First of all, I assume you step is positive. I also assume $x_0 \neq 0$, else the problem is trivial. In this case, for each $k$, we have $\alpha_k < -d_kx_k$, then $d_kx_k < 0$ so the sign of $d_k$ is opposite to the sign of $x_k$, which implies that $x_{k + 1} = x_k + d_k\alpha_k = d_k(\alpha_k + d_kx_k)$ also has an opposite sign to $d_k$ (because $\alpha_k + d_kx_k < 0$). We deduce that $(x_k)$ has a constant sign. Without loss of generality, assume that $x_0 > 0$, thus for all $k$, $x_k > 0$ and $(x_k)$ clearly decreases.

Let us write for all $k$, $\alpha_k = \alpha_02^{m_k}$ where $m_k \in \mathbb{Z}$ and $m_0 = 0$. Notice that at each step $k$, $\alpha_k < -d_kx_k$ is equivalent to $d_k = -1$ and $\alpha_k < x_k$ i.e. $m_k < \log_2\left(\frac{x_k}{\alpha_0}\right)$, which is equivalent to $m_k \leqslant \left\lceil\log_2\left(\frac{x_k}{\alpha_0}\right)\right\rceil - 1$ since $m_k$ is an integer.

Now, consider the decreasing sequence of integers $a_k = \left\lceil\log_2\left(\frac{x_k}{\alpha_0}\right)\right\rceil - 1$. Let for all $k \in \mathbb{N}$, $I_k = \{q \geqslant k|a_q = a_k\}$. Each $I_k$ is clearly an integers interval. While $q \in I_k$, we have, $$ m_{k + 1} = \left\{ \begin{array}{l} m_k + 1 \textrm{ if } d_k = -1 \textrm{ and } m_k \leqslant a_k,\\ m_k - 1 \textrm{ else}. \end{array} \right. $$ We recognise a random walk on $\mathbb{Z}$ with a stop line at $a_k$ (which is fixed while we remain in $I_k$).

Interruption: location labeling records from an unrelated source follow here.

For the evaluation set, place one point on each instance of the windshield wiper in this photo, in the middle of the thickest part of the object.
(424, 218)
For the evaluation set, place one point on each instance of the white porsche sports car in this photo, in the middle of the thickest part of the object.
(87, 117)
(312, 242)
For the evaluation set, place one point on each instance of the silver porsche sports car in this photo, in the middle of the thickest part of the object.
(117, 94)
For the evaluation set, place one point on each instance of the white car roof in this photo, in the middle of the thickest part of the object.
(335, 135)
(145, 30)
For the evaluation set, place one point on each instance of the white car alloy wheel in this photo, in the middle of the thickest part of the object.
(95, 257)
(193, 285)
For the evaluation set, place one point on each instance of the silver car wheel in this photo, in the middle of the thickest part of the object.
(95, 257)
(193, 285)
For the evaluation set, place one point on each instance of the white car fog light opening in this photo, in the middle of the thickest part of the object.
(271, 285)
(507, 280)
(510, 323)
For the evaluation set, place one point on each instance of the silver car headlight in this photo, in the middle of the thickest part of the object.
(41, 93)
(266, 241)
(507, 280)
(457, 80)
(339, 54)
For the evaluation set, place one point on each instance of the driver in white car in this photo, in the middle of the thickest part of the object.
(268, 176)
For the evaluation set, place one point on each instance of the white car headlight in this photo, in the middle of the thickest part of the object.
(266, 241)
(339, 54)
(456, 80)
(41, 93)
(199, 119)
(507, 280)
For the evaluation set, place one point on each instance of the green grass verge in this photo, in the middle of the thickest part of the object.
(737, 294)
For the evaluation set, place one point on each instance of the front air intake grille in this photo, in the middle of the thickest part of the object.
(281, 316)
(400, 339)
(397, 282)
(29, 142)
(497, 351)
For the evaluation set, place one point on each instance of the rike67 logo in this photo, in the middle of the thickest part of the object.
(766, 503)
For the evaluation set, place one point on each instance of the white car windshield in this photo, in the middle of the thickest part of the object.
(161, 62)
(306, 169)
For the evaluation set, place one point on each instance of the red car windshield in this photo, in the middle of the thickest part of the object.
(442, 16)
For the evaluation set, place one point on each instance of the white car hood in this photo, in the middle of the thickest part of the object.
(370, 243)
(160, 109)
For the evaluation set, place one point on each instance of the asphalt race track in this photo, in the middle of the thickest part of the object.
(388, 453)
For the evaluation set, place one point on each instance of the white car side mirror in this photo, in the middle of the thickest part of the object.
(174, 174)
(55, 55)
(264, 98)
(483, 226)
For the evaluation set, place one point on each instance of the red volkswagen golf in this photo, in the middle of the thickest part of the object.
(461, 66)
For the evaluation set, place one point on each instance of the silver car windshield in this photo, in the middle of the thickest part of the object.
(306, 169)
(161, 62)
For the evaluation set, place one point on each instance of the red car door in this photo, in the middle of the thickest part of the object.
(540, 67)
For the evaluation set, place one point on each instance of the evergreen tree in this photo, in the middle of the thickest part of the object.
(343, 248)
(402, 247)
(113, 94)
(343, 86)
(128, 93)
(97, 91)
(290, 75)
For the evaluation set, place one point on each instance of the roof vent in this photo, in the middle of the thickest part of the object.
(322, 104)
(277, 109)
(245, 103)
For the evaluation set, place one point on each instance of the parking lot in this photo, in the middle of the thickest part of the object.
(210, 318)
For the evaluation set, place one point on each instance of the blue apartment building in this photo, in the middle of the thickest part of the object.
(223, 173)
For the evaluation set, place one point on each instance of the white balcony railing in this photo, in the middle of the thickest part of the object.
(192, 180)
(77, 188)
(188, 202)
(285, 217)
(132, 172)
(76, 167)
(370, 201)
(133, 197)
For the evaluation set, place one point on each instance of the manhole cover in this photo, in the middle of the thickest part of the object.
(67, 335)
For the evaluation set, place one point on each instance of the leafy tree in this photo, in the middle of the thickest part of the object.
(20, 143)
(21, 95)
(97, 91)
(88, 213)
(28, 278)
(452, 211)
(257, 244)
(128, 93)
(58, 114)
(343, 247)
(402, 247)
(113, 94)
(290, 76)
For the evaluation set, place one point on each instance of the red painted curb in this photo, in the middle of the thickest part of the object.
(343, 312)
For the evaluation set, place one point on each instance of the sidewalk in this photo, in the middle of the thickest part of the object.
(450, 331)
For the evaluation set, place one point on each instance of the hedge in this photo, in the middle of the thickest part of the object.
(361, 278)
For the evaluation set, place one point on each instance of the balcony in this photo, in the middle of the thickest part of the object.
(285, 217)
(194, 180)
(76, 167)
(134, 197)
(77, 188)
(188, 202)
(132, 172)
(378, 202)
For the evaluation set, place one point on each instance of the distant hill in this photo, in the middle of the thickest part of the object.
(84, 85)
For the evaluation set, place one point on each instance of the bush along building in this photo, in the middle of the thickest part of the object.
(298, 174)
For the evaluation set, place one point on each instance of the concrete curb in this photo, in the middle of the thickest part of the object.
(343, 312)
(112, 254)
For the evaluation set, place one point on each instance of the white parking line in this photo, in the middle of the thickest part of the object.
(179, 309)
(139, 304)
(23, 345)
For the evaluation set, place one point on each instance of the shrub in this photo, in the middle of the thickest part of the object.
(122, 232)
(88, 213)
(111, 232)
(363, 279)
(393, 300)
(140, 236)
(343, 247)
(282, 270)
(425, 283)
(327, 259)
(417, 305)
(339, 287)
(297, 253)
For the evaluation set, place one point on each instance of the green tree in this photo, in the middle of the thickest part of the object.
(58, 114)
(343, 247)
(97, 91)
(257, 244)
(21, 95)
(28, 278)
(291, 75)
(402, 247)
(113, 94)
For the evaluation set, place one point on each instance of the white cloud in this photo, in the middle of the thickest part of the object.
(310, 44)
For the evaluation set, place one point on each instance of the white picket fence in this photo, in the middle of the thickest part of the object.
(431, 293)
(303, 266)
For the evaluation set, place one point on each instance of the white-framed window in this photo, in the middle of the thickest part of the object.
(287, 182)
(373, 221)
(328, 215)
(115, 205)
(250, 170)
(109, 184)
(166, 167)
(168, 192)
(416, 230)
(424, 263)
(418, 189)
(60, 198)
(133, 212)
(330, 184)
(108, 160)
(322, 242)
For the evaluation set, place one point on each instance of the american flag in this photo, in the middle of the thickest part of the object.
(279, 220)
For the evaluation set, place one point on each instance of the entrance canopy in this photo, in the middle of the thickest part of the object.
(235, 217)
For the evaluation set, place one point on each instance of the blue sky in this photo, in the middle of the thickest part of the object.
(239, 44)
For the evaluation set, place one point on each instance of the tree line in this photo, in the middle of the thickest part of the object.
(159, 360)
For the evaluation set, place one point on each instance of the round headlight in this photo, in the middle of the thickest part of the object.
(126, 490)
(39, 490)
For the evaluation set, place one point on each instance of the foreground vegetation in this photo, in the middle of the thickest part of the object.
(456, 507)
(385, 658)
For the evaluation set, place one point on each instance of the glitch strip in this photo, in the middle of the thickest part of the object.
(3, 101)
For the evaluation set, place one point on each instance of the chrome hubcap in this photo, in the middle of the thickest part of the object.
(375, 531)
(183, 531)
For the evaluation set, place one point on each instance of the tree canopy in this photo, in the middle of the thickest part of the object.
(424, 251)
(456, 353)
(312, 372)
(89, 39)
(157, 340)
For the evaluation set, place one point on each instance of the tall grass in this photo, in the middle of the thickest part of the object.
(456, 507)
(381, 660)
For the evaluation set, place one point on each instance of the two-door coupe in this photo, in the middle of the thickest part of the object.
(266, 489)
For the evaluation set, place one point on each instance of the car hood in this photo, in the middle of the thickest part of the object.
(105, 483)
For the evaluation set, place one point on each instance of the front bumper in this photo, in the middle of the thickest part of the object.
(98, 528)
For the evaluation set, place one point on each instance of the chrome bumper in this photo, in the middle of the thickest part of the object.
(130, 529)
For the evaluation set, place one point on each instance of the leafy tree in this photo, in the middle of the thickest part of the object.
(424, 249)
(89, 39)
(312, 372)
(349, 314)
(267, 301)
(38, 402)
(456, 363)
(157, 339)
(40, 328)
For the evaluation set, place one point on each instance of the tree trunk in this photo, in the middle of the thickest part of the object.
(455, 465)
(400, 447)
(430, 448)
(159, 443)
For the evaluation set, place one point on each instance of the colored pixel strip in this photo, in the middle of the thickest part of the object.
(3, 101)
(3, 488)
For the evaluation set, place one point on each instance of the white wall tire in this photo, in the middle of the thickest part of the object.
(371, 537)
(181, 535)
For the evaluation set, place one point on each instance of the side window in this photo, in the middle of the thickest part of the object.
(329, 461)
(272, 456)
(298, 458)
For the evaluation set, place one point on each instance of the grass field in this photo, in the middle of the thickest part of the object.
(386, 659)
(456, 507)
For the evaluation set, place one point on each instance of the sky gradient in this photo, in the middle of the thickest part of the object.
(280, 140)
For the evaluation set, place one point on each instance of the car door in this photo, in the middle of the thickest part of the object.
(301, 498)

Notice that it is possible that $m_{k + 1} > a_k$ but in this case, the $m_q$ will decrease until $m_q = a_k$.

This walk is reccurent in $\mathbb{Z} \cap ]-\infty,a_k]$ so we will have $m_q = a_k$ infinitely many times unless $I_k$ is bounded. And infinitely many times, when $m_q = a_k$, we will have $d_q = -1$. Let $q \geqslant k$ be an integer such that $m_q = a_k$ and $d_q = -1$.

In this case, \begin{align*} x_{q + 1} & = x_q - \alpha_q\\ & = x_q - \alpha_02^{a_k}\\ & = \alpha_0\left(\frac{x_q}{\alpha_0} - 2^{a_k}\right). \end{align*} Therefore, \begin{align*} a_{q + 1} & = \left\lceil\log_2\left(\frac{x_{q + 1}}{\alpha_0}\right)\right\rceil - 1\\ & = \left\lceil\log_2\left(\frac{x_q}{\alpha_0} - 2^{a_k}\right)\right\rceil - 1\\ & \leqslant \left\lceil\log_2\left(\frac{x_k}{\alpha_0} - 2^{a_k}\right)\right\rceil - 1. \end{align*} And we have $a_k = \left\lceil\log_2\left(\frac{x_k}{\alpha_0}\right)\right\rceil - 1 \geqslant \log_2\left(\frac{x_k}{\alpha_0}\right) - 1$ so $2^{a_k + 1} \geqslant \frac{x_k}{\alpha_0}$, which implies $\frac{x_k}{\alpha_0} - 2^{a_k} \leqslant 2^{a_k}$. We deduce that $\log_2\left(\frac{x_k}{\alpha_0} - 2^{a_k}\right) \leqslant a_k$ thus $a_{q + 1} \leqslant \left\lceil\log_2\left(\frac{x_k}{\alpha_0} - 2^{a_k}\right)\right\rceil - 1 \leqslant a_k - 1$.

By definition, it means that $q + 1 \notin I_k$. Such a $q$ exists with probability $1$ for all $k$ hence each $I_k$ is bounded with probability $1$. It means that $a_k \rightarrow -\infty$, so $x_k \rightarrow 0$ with probability $1$.